Et si les autorités autorisaient à nouveau les rassemblements en petit comité, Fabienne pourrait-elle reprendre son activité? "Je pourrais prévoir du gel et une prise de température pour les participants à l'entrée. Mais après? Je ne reste pas aux événements. Je ne vois pas comment je pourrais vérifier que tout le monde respecte la distance sociale à table ou sur la piste de danse", conclut-elle.

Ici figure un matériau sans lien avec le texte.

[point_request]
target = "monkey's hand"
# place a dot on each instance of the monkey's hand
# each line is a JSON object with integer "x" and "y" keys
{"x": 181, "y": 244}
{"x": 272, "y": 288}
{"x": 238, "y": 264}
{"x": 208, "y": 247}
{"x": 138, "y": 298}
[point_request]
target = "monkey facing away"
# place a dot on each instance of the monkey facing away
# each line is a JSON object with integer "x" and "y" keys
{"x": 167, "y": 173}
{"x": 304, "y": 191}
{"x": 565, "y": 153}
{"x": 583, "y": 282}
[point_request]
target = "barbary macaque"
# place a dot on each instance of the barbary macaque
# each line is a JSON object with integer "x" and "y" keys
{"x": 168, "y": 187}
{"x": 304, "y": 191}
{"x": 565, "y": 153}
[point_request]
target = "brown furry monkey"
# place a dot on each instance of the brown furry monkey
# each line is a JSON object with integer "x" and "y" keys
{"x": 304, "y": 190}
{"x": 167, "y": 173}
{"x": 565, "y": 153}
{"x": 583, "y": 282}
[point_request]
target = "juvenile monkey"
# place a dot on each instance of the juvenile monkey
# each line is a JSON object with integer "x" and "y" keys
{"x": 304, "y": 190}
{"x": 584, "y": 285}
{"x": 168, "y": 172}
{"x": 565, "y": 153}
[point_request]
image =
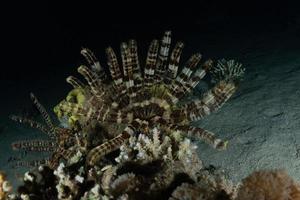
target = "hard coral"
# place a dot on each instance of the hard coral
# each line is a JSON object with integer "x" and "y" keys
{"x": 269, "y": 185}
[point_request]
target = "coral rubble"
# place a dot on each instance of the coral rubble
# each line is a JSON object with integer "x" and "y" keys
{"x": 126, "y": 135}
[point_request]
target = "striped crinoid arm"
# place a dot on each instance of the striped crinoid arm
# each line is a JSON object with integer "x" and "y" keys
{"x": 43, "y": 112}
{"x": 34, "y": 145}
{"x": 94, "y": 63}
{"x": 161, "y": 64}
{"x": 211, "y": 101}
{"x": 31, "y": 163}
{"x": 34, "y": 124}
{"x": 128, "y": 70}
{"x": 178, "y": 86}
{"x": 120, "y": 97}
{"x": 137, "y": 76}
{"x": 93, "y": 81}
{"x": 151, "y": 60}
{"x": 96, "y": 154}
{"x": 199, "y": 133}
{"x": 174, "y": 63}
{"x": 75, "y": 82}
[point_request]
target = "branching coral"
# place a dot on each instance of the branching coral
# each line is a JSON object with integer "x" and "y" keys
{"x": 137, "y": 112}
{"x": 5, "y": 186}
{"x": 271, "y": 185}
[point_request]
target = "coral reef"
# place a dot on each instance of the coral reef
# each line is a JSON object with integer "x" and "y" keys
{"x": 5, "y": 187}
{"x": 102, "y": 115}
{"x": 269, "y": 184}
{"x": 127, "y": 134}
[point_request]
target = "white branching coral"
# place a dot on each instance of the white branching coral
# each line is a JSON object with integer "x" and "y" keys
{"x": 66, "y": 187}
{"x": 5, "y": 186}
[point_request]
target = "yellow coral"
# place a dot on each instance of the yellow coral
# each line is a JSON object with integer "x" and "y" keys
{"x": 74, "y": 96}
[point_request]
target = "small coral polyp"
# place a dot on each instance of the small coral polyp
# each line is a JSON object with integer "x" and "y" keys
{"x": 132, "y": 99}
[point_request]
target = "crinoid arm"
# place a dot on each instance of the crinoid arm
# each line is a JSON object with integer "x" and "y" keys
{"x": 98, "y": 152}
{"x": 34, "y": 145}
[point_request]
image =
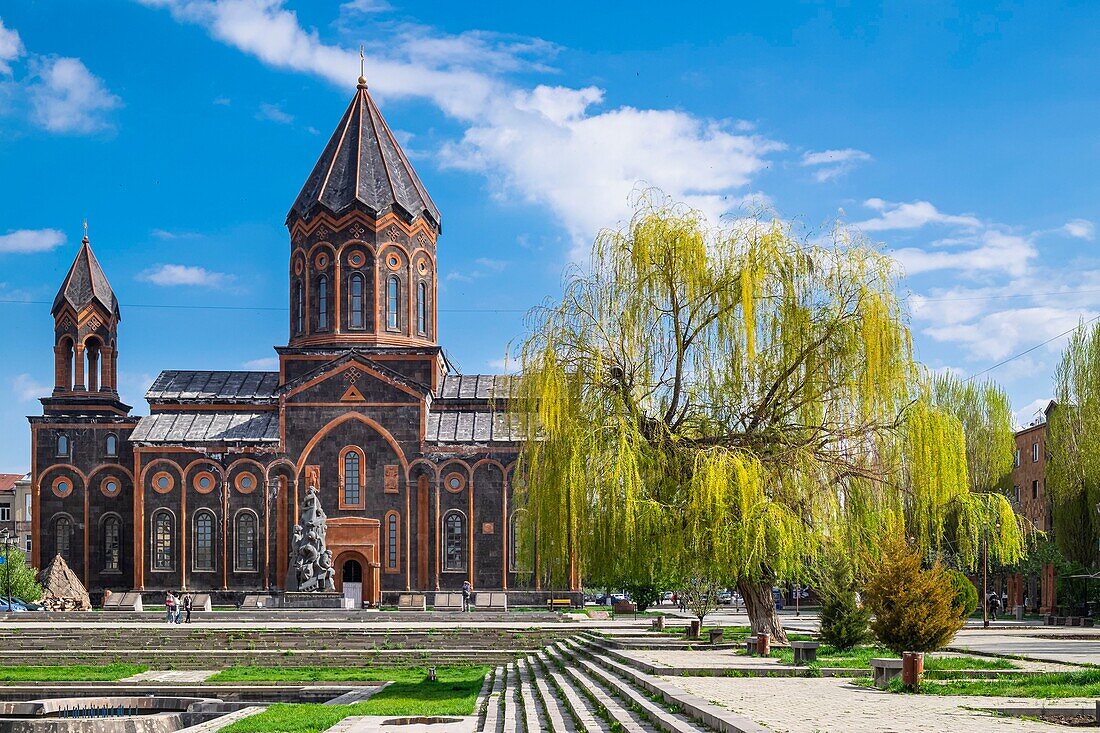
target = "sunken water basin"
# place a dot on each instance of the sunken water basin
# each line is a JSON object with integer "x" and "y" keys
{"x": 108, "y": 714}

Sans perspective, notre secteur saigne à mort
Comme Fabienne, de nombreux professionnels du secteur peinent à s'en sortir. Selon HL Belgique, une organisation professionnelle qui regroupe tous les prestataires du mariage en Belgique, la perte du chiffre d'affaires est estimée à 300 millions d'euros. La situation étant d'autant plus critique que c'est durant le printemps et l'été que les prestataires touchent la majeure partie de leur revenu, comme nous l'explique Cynthia De Clercq, porte-parole. "Entre mai et octobre, c'est la haute saison pour le secteur du mariage. En période hivernale, il n'y a pratiquement pas de mariages. La grande majorité de ceux qui se marient en hiver ne donnent pas une grande fête mais se marient plutôt devant la loi et invitent leurs amis et leur famille au restaurant. Le secteur du mariage n'a donc pas de revenus ou en a beaucoup moins pendant la période hivernale", souligne-t-elle.

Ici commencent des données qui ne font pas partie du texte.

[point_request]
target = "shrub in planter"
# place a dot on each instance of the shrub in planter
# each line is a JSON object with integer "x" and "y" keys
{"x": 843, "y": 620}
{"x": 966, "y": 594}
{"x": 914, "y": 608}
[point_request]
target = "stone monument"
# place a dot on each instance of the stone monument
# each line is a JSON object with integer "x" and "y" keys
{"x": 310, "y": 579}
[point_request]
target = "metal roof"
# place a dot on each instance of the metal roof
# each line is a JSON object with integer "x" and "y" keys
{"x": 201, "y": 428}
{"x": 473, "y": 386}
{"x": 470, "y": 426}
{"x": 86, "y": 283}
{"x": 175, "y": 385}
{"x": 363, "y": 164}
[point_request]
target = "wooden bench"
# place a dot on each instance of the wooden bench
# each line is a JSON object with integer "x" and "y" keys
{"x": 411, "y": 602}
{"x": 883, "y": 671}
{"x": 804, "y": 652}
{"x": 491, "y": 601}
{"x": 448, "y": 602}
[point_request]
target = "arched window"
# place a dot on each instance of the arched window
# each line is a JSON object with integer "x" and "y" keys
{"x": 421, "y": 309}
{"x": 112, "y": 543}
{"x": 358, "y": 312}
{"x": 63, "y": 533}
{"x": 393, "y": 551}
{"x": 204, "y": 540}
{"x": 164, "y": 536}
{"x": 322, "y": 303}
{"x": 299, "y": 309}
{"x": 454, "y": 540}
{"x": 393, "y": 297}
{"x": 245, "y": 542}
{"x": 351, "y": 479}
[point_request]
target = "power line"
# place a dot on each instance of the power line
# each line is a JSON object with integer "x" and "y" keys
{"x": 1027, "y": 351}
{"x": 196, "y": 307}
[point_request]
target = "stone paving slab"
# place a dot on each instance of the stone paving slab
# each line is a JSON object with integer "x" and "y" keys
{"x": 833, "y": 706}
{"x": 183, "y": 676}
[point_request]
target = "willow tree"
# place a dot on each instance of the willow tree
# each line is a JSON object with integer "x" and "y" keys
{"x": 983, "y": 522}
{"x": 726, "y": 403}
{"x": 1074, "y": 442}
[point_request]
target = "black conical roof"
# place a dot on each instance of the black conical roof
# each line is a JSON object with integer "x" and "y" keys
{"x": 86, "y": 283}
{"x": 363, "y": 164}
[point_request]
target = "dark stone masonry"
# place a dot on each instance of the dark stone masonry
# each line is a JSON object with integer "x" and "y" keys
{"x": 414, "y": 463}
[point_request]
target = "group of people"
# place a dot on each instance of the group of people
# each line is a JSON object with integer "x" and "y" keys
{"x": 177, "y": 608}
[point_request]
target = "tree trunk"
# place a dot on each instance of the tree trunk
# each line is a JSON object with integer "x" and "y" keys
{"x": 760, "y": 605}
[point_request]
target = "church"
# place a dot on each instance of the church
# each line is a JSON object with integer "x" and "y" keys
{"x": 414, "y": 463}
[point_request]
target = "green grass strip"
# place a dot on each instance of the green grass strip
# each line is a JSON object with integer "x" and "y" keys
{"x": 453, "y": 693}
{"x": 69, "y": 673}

La Belgique a entamé, depuis le 11 mai, son processus de déconfinement. La phase 3, qui ne devrait pas intervenir avant le 8 juin, prévoit l'autorisation progressive d'événements de petite envergure. Les mariages de plus de 30 personnes vont-ils pouvoir se tenir cet été? A l'heure actuelle, des incertitudes persistent. Aujourd'hui, le secteur exige de la clarification pour les mois à venir. "Sans perspective, notre secteur saigne à mort. Quand viendra la clarification pour les fêtes? Lors du prochain Conseil national de sécurité, tous les prestataires de mariage attendent donc à nouveau un signal", insiste Cynthia De Clercq.
Quelles solutions?
Aujourd'hui, la législation belge impose que le mariage civil soit célébré à la maison communale ou dans un lieu désigné par les autorités locales. Seule exception: si l'un des époux ne peut quitter la maison pour cause de maladie. Pour l'organisation HL Belgique, cette loi est un obstacle à la tenue de mariages en période de coronavirus. Parmi les alternatives imaginées par l'organisation, la possibilité de célébrer les unions en plein air.
"Aujourd'hui, un mariage civil doit avoir lieu entre les quatre murs de la mairie ou de l'hôtel de ville. C'est pourquoi les mariages en période de coronavirus sont limités à 30 personnes. Une cérémonie, en revanche, est généralement organisée à l'extérieur, les chaises peuvent être placées en prévoyant suffisamment d'espace pour accueillir d'autres familles. Un emplacement extérieur offre l'espace nécessaire pour cela", nous explique la porte-parole. HL Belgique plaide pour l'autorisation de 200 participants aux mariages estivaux. Sans quoi le secteur ne s'en remettrait pas. "Nous espérons relancer progressivement le secteur et sauver certains mois de la haute saison", nous précise Cynthia De Clercq.